Perfekt, für jeden Außenstehenden ist diese Interview wahrscheinlich herzzerreißend, Nadine lacht nur bitter. Das war die selbe emotionslose Maske die ihr Vater immer trägt wenn er in die Öffentlichkeit tritt, seine Welt muss perfekt sein. Genauso wie seine Frau und seine Kinder. 

Wer nicht spurt kassiert Schläge und Hausarrest. Nadine kann ein Lied davon singen, ihr ganzer Körper ist übersät mit alten und neuen Schlägen. Sie hatte schon mehrere gebrochene Knochen und lag einmal zwei Wochen mit Nierenquetschung im Krankenhaus. 

Sie klappt den Netbook zu und stellt ihn neben das Bett, dann macht sie sich über ihr „Abendessen" her. Während sie auf dem trockenen Brot herumkaut blickt sie auf ihr Smartphone, 21:34 Uhr. Sie greift nach ihrer Kamera und tritt ans Fenster, sie stößt es auf und ein ohrenbetäubender Lärm dringt in den Raum ein. Sie legt die Kamera auf den Fensterrahmen und schießt ein Foto. 

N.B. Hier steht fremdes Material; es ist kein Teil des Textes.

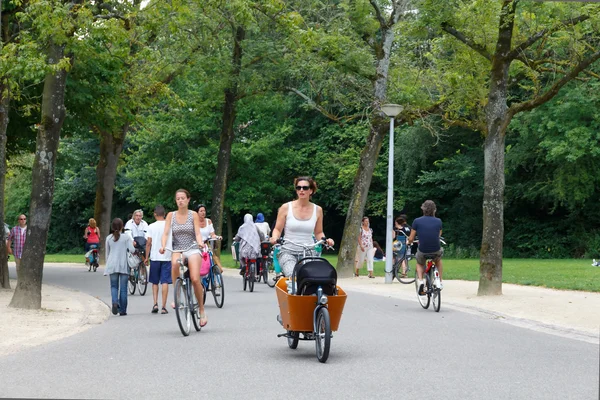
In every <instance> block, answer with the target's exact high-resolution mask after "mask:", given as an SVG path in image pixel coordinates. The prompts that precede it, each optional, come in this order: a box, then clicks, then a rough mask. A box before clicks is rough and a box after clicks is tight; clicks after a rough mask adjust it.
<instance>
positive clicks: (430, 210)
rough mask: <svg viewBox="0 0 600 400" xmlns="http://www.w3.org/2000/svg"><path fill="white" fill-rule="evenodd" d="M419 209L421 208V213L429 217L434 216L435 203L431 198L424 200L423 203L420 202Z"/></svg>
mask: <svg viewBox="0 0 600 400" xmlns="http://www.w3.org/2000/svg"><path fill="white" fill-rule="evenodd" d="M421 210H423V215H427V216H429V217H433V216H435V211H436V207H435V203H434V202H433V201H432V200H425V202H424V203H423V204H421Z"/></svg>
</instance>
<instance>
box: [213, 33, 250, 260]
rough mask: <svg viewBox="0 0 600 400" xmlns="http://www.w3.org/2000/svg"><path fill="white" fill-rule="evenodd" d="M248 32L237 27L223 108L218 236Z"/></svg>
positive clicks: (218, 222) (216, 179)
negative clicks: (243, 41)
mask: <svg viewBox="0 0 600 400" xmlns="http://www.w3.org/2000/svg"><path fill="white" fill-rule="evenodd" d="M245 35H246V32H245V30H244V29H243V28H241V27H237V28H236V30H235V38H234V44H233V53H232V65H233V68H232V72H231V77H230V83H229V87H228V88H227V89H225V105H224V106H223V123H222V125H221V141H220V143H219V153H218V155H217V172H216V174H215V183H214V185H213V197H212V206H211V212H210V217H211V219H212V221H213V225H214V227H215V231H216V232H217V234H219V233H221V232H222V231H223V205H224V203H225V191H226V190H227V174H228V172H229V162H230V159H231V147H232V145H233V139H234V137H235V133H234V130H233V124H234V123H235V117H236V102H237V98H238V94H239V83H238V79H239V76H240V72H241V69H242V42H243V40H244V37H245ZM216 252H217V255H220V254H221V247H220V246H216Z"/></svg>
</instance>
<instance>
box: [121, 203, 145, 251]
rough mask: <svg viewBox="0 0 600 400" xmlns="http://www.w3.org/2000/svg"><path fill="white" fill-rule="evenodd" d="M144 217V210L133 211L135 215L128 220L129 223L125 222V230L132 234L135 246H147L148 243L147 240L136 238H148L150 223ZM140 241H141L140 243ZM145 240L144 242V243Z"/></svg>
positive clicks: (133, 240)
mask: <svg viewBox="0 0 600 400" xmlns="http://www.w3.org/2000/svg"><path fill="white" fill-rule="evenodd" d="M143 217H144V211H142V210H135V211H134V212H133V217H132V218H131V219H130V220H129V221H127V223H126V224H125V232H127V233H128V234H129V236H131V237H132V238H133V245H134V246H135V247H139V246H142V247H145V246H146V243H145V240H144V241H142V240H141V239H140V240H137V241H136V240H135V239H136V238H138V237H139V238H144V239H146V238H147V237H148V235H147V231H148V223H147V222H146V221H144V220H143V219H142V218H143ZM138 242H140V243H138ZM142 242H143V243H142Z"/></svg>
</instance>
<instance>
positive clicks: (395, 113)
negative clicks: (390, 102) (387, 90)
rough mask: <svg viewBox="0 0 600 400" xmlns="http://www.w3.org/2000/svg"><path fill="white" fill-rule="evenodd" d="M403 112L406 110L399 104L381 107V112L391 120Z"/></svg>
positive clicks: (390, 104) (389, 104)
mask: <svg viewBox="0 0 600 400" xmlns="http://www.w3.org/2000/svg"><path fill="white" fill-rule="evenodd" d="M402 110H404V107H402V106H401V105H399V104H384V105H382V106H381V111H383V113H384V114H385V115H387V116H388V117H390V118H394V117H396V115H398V114H400V113H401V112H402Z"/></svg>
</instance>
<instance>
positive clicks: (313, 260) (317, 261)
mask: <svg viewBox="0 0 600 400" xmlns="http://www.w3.org/2000/svg"><path fill="white" fill-rule="evenodd" d="M293 276H294V277H295V281H296V287H297V288H298V290H297V292H296V293H297V294H300V295H311V294H315V293H316V292H317V289H318V288H319V286H320V287H321V288H322V289H323V293H324V294H326V295H329V296H333V295H335V294H336V284H337V271H336V270H335V268H333V265H331V264H330V263H329V261H327V260H326V259H324V258H319V257H314V258H311V259H309V260H308V261H307V262H306V263H303V264H300V263H299V264H296V266H295V267H294V274H293Z"/></svg>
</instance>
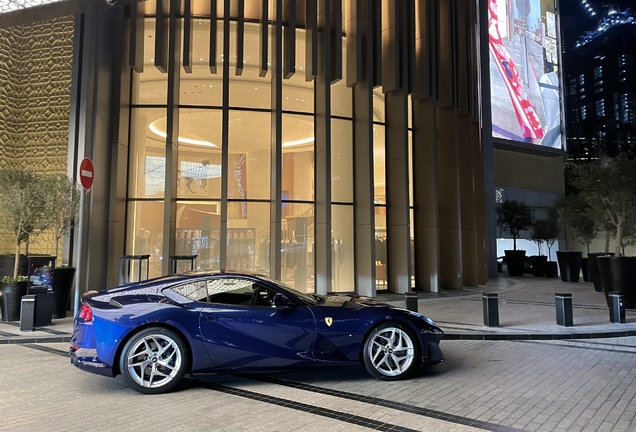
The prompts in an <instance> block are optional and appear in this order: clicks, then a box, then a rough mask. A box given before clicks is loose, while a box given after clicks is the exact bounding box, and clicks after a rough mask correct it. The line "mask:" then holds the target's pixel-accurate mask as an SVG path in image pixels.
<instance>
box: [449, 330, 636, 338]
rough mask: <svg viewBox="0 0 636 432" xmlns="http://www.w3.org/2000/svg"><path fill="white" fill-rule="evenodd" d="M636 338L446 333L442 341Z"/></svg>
mask: <svg viewBox="0 0 636 432" xmlns="http://www.w3.org/2000/svg"><path fill="white" fill-rule="evenodd" d="M633 336H636V330H626V331H613V332H598V333H520V334H514V333H511V334H493V333H482V334H472V333H471V334H465V333H444V336H442V340H563V339H607V338H619V337H633Z"/></svg>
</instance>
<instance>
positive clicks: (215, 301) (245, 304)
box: [206, 278, 254, 305]
mask: <svg viewBox="0 0 636 432" xmlns="http://www.w3.org/2000/svg"><path fill="white" fill-rule="evenodd" d="M206 284H207V289H208V295H209V297H208V302H209V303H220V304H228V305H250V304H252V297H253V293H254V290H253V287H254V282H253V281H251V280H249V279H239V278H218V279H210V280H207V281H206Z"/></svg>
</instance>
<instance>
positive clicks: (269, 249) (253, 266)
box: [226, 201, 270, 275]
mask: <svg viewBox="0 0 636 432" xmlns="http://www.w3.org/2000/svg"><path fill="white" fill-rule="evenodd" d="M269 218H270V210H269V203H253V202H244V201H243V202H235V201H233V202H228V204H227V219H228V220H227V226H228V228H227V261H226V262H227V268H228V270H243V271H254V272H258V273H264V274H266V275H269V274H270V268H269V251H270V244H269V241H270V237H269V227H270V223H269Z"/></svg>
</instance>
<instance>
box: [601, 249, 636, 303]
mask: <svg viewBox="0 0 636 432" xmlns="http://www.w3.org/2000/svg"><path fill="white" fill-rule="evenodd" d="M609 262H610V273H611V276H612V289H613V290H614V291H618V292H620V293H621V294H623V304H624V305H625V309H636V257H611V258H609ZM607 303H608V305H609V303H610V302H609V296H608V302H607Z"/></svg>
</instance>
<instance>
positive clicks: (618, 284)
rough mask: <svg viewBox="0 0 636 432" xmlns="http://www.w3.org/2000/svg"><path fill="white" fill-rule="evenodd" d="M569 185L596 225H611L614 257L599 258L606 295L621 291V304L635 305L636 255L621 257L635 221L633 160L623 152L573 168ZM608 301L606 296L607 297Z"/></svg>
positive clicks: (608, 301)
mask: <svg viewBox="0 0 636 432" xmlns="http://www.w3.org/2000/svg"><path fill="white" fill-rule="evenodd" d="M573 174H574V175H573V176H572V178H571V179H570V182H571V183H572V185H573V186H574V187H575V188H576V190H578V191H579V192H578V195H579V196H580V198H581V199H582V200H583V201H584V202H585V203H586V204H587V205H588V206H589V207H590V209H591V211H590V212H589V214H590V215H593V216H594V217H596V218H597V220H596V221H595V222H596V224H597V226H603V227H611V228H612V230H613V231H614V233H615V234H614V235H615V237H616V249H615V250H614V255H615V256H614V257H598V258H597V263H598V266H599V271H600V280H601V284H602V285H603V291H604V292H605V295H606V296H607V295H608V293H609V292H611V291H619V292H621V293H622V294H623V299H624V305H625V307H626V308H628V309H634V308H636V257H625V256H622V252H623V251H622V246H623V244H624V234H625V232H626V231H630V230H631V229H632V226H631V225H632V224H633V223H634V221H636V188H635V187H634V185H635V184H636V161H634V160H631V159H629V158H628V157H627V156H626V155H625V154H619V155H618V156H617V157H615V158H608V157H601V158H599V159H598V160H597V161H595V162H592V163H589V164H586V165H579V166H575V167H573ZM608 304H609V298H608Z"/></svg>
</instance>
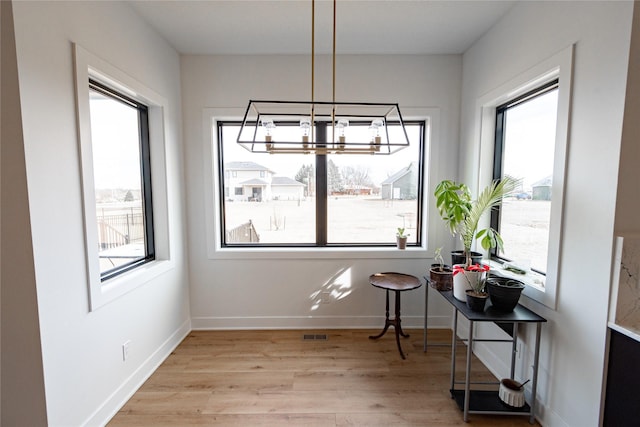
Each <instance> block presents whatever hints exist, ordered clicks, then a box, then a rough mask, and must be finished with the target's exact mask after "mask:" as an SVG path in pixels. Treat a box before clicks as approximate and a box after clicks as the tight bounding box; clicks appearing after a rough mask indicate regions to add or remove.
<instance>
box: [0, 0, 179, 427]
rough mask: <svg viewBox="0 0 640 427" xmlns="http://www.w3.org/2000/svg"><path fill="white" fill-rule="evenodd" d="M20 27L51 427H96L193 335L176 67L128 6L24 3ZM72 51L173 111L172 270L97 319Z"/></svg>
mask: <svg viewBox="0 0 640 427" xmlns="http://www.w3.org/2000/svg"><path fill="white" fill-rule="evenodd" d="M14 15H15V31H16V44H17V58H18V73H19V82H20V92H21V102H22V116H23V123H24V128H23V132H24V146H25V158H26V169H27V184H28V193H29V205H30V211H31V212H30V215H31V217H30V219H31V231H32V235H33V247H34V262H35V277H36V283H37V285H36V286H37V297H38V312H39V316H40V332H41V339H42V359H43V365H44V384H45V393H46V405H47V416H48V422H49V425H52V426H77V425H83V424H85V423H86V424H89V425H99V424H102V423H105V422H106V421H107V420H108V419H109V417H110V416H111V415H112V414H113V413H114V411H117V410H118V409H119V407H120V405H121V404H122V403H123V402H124V401H125V399H126V398H127V396H128V395H129V394H130V393H132V392H133V391H134V390H135V388H136V387H137V386H138V385H139V384H140V383H141V381H143V379H144V378H145V377H146V376H147V375H148V374H149V373H150V372H152V370H153V369H154V368H155V366H156V364H157V363H159V362H160V361H162V359H163V358H164V357H165V356H166V355H167V354H168V352H169V351H170V350H171V349H172V347H173V346H175V345H176V344H177V343H178V342H179V341H180V339H181V338H182V337H183V336H184V335H185V334H186V333H187V332H188V331H189V329H190V316H189V305H188V304H189V301H188V275H187V270H186V268H185V267H186V261H185V243H184V229H185V226H184V223H185V218H184V215H183V211H184V204H183V202H182V200H183V197H184V192H183V180H182V174H183V170H182V147H181V144H180V140H181V117H180V104H181V95H180V85H179V82H180V65H179V56H178V55H177V53H176V52H175V51H174V50H173V49H172V48H171V47H170V46H169V45H168V44H167V43H166V42H165V41H164V40H163V39H161V38H160V37H159V36H157V35H156V34H155V33H154V32H153V31H152V30H151V29H150V28H149V27H148V26H147V25H146V24H144V23H143V22H142V21H141V20H140V19H139V18H138V17H137V15H136V14H135V13H134V12H133V11H132V9H130V7H129V6H127V5H126V4H124V3H120V2H17V3H15V4H14ZM72 43H77V44H79V45H80V46H82V47H83V48H84V49H86V50H87V51H89V52H90V53H92V54H93V55H95V56H97V57H100V58H102V59H103V60H105V61H107V62H109V63H110V64H111V65H113V66H115V67H117V68H119V69H120V70H122V71H123V72H124V73H126V74H128V75H129V76H131V77H132V78H134V79H136V80H138V81H140V82H143V83H144V85H145V86H147V87H149V88H150V89H152V90H153V91H155V92H157V93H158V94H160V95H161V96H162V97H164V98H166V99H167V100H168V105H169V106H168V108H167V109H166V111H165V116H164V117H165V128H166V130H167V134H166V141H165V143H166V144H167V166H166V167H167V171H168V172H167V188H168V190H167V195H166V197H167V199H168V205H169V229H170V236H171V248H170V249H171V257H172V258H173V260H174V261H175V267H174V268H173V269H172V270H170V271H169V272H167V273H165V274H163V275H161V276H159V277H157V278H156V279H155V280H153V281H151V282H149V283H146V284H144V285H142V286H140V287H138V288H137V289H135V290H133V291H132V292H130V293H128V294H126V295H124V296H122V297H120V298H118V299H116V300H114V301H112V302H111V303H108V304H107V305H105V306H103V307H101V308H99V309H98V310H96V311H93V312H90V311H89V294H88V289H87V271H86V265H85V248H84V238H83V216H82V200H81V181H80V166H79V165H80V164H79V151H78V136H77V132H76V111H75V95H74V66H73V58H72ZM154 196H158V197H163V196H164V195H163V194H154ZM128 340H130V341H131V348H130V358H129V360H127V361H126V362H123V360H122V349H121V346H122V344H123V343H124V342H125V341H128ZM4 350H5V349H4V348H3V351H4ZM10 392H11V390H3V394H4V393H10ZM22 404H23V405H24V406H22V407H20V408H16V409H17V410H20V411H23V412H26V411H30V410H31V408H30V402H28V401H25V402H22Z"/></svg>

Rote und weiße verwaschene Lichtstreifen. Nadine lächelt leicht und schaltet die Kamera wider ab. 

Dann stellt sie, sie neben das Bett und geht ins Bad. Kurze Zeit später kommt sie zurück, schließt das Fenster und legt sich schlafen. 

Das letzte was sie sieht ist ihr wertvollster Besitz, ihre Kamera.